Sensitivity exercises for international housing markets
In the Focus «Advanced economy housing markets in a scenario of tighter monetary policy (part I)» we have documented signs of overvaluation in various international housing markets. While some of them have already begun to experience corrections, stress in housing affordability ratios and tighter monetary policy highlight the challenge posed by the current economic environment. In order to gauge the impact of these forces on real estate markets, we carried out two complementary exercises which give us clues as to the potential correction they could experience in their housing prices.
Firstly, we estimated the fall in housing prices which would be required for the housing affordability ratio (housing prices to household disposable income) to return to pre-pandemic levels within the next two years. Secondly, we estimated an econometric model which reveals the sensitivity of housing prices to an interest
rate shock for each of the countries.
According to the first methodology,1 and for all 25 countries analysed, the average correction in nominal housing prices over the next two years relative to their peak could be around 13%.2 However, the differences between countries are significant. The US and New Zealand are the markets that could experience the biggest correction in housing prices (around 20% peak-to-bottom) in order to recover the affordability ratio of late 2019. In both countries, prices began to fall mid-last year, but some two-thirds of the total estimated correction is yet to occur. On the other hand, in Italy the exercise suggests that the price of housing has room for growth in the next two years, since the expected increase in household incomes alone would lead the affordability ratio to converge with the Q4 2019 level by the end of 2024. For Spain, it is estimated that a material correction in housing prices would not be necessary. Sweden, Australia and Canada, which are among the markets which overheated the most, stand out as having already experienced more than half of the anticipated total correction. In contrast, it is estimated that Luxembourg and the Netherlands, which have a similar correction potential (around 15%), have only experienced a quarter of the total.

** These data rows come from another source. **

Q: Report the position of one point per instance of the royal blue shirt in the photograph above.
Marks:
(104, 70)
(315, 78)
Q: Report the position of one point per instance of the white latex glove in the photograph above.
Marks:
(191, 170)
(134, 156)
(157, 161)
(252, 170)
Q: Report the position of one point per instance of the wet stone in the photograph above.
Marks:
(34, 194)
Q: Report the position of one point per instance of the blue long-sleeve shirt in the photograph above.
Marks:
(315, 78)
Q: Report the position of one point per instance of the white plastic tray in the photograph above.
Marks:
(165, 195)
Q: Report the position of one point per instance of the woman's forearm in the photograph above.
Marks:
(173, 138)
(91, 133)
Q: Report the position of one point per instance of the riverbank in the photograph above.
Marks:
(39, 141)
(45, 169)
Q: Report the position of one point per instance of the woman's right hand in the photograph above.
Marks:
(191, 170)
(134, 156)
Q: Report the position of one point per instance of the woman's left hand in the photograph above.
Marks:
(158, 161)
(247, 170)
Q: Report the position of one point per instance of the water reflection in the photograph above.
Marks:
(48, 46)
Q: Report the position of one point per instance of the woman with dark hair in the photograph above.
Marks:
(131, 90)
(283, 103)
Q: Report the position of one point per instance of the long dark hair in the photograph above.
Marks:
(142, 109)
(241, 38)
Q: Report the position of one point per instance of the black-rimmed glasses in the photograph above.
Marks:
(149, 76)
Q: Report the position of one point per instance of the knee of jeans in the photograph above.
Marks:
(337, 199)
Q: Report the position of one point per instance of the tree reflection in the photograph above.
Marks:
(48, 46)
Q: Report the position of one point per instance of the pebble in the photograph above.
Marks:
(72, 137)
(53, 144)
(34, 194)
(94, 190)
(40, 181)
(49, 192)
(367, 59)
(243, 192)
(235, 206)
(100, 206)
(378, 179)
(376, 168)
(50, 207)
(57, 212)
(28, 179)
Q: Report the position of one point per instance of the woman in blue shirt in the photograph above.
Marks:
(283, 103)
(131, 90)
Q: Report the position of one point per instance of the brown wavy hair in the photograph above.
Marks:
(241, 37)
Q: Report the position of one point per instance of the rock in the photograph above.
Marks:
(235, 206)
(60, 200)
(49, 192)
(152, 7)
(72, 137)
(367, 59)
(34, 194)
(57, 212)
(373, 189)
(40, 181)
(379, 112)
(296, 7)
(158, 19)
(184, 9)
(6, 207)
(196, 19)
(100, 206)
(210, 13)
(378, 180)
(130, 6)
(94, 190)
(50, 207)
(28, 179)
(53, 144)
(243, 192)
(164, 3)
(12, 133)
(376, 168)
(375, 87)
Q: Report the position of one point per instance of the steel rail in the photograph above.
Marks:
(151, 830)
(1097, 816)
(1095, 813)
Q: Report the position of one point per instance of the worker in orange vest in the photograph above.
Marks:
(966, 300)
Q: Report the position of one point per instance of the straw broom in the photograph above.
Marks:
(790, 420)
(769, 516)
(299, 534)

- 1. This calculation assumes that household income in 2023-2024 (the denominator of the affordability ratio) will grow at the same rate as real GDP and in line with the IMF’s projections (October 2022 WEO). We have also performed alternative calculations using forecasts for GDP per capita and nominal GDP. The results are qualitatively similar. In other words, the correction required in order to recover the affordability ratio of Q4 2019 is achieved, in part, thanks to the improvement in the denominator (income).
- 2. We consider a period of eight quarters for this correction to take place, since this is the average transmission lag from monetary policy to housing prices.
Although the estimated potential corrections are significant, it is also important to note that, at the end of 2024, housing prices would nevertheless remain above the levels of December 2019 in all countries. In other words, this is a partial correction in housing prices following the sharp rallies registered during the pandemic (see second chart).
The second methodology3 indicates that the tightening of monetary policy observed in recent quarters has a potential to cause a median price correction of around 5%.4 This analysis suggests that rate hikes take around eight quarters to be fully transmitted to housing prices, suggesting a gradual cooling in housing markets which could last throughout 2023 and 2024. Furthermore, this exercise allows us to separate the final impact of the monetary tightening process between two forces: on the one hand, the sensitivity of each economy to a particular rise in rates; and, on the other, the rate increase actually observed in recent quarters. Thus, and much like in the first exercise, in some economies we estimate a potential impact of around 15%, while in others the effect is barely noticeable.
- 3. We reproduced the model for the euro area used by Battistini et al. (2022), in «The impact of rising mortgage rates on the euro area housing market», ECB, Economic Bulletin 6/2022, and extend it to the rest of the countries analysed. Specifically, we use a vector autoregression to estimate the relationship between housing prices, residential investment and mortgage rates, adding control variables (real GDP, the CPI, the short-term interbank interest rate and housing credit), for the period 2003-2022. The impulse-response functions are estimated using the local projections method.
- 4. We analysed a group of Anglo-Saxon countries (the US, UK, Canada and Australia), a group of European countries (euro area aggregate, Germany, France, Italy, Spain, the Netherlands and Ireland) and another comprising Scandinavian countries (Norway, Denmark and Finland).
For instance, in the US, the estimated sensitivity of housing prices to interest rates is not among the highest in the sample, but the monetary tightening process has been one of the most pronounced, thus translating into a relatively high potential for correction (around 20%). The picture for the euro area as a whole is similar, albeit somewhat more moderate due to the lower stress in interest rates (potential of just under 15%). However, the estimated impact among the major European economies is clearly lower (between –2% and –10%). In the sample as a whole, the markets which stand out the most in this exercise are those of the Anglo-Saxon countries, with Canada, Australia and the aforementioned case of the US, in addition to the Netherlands in Europe.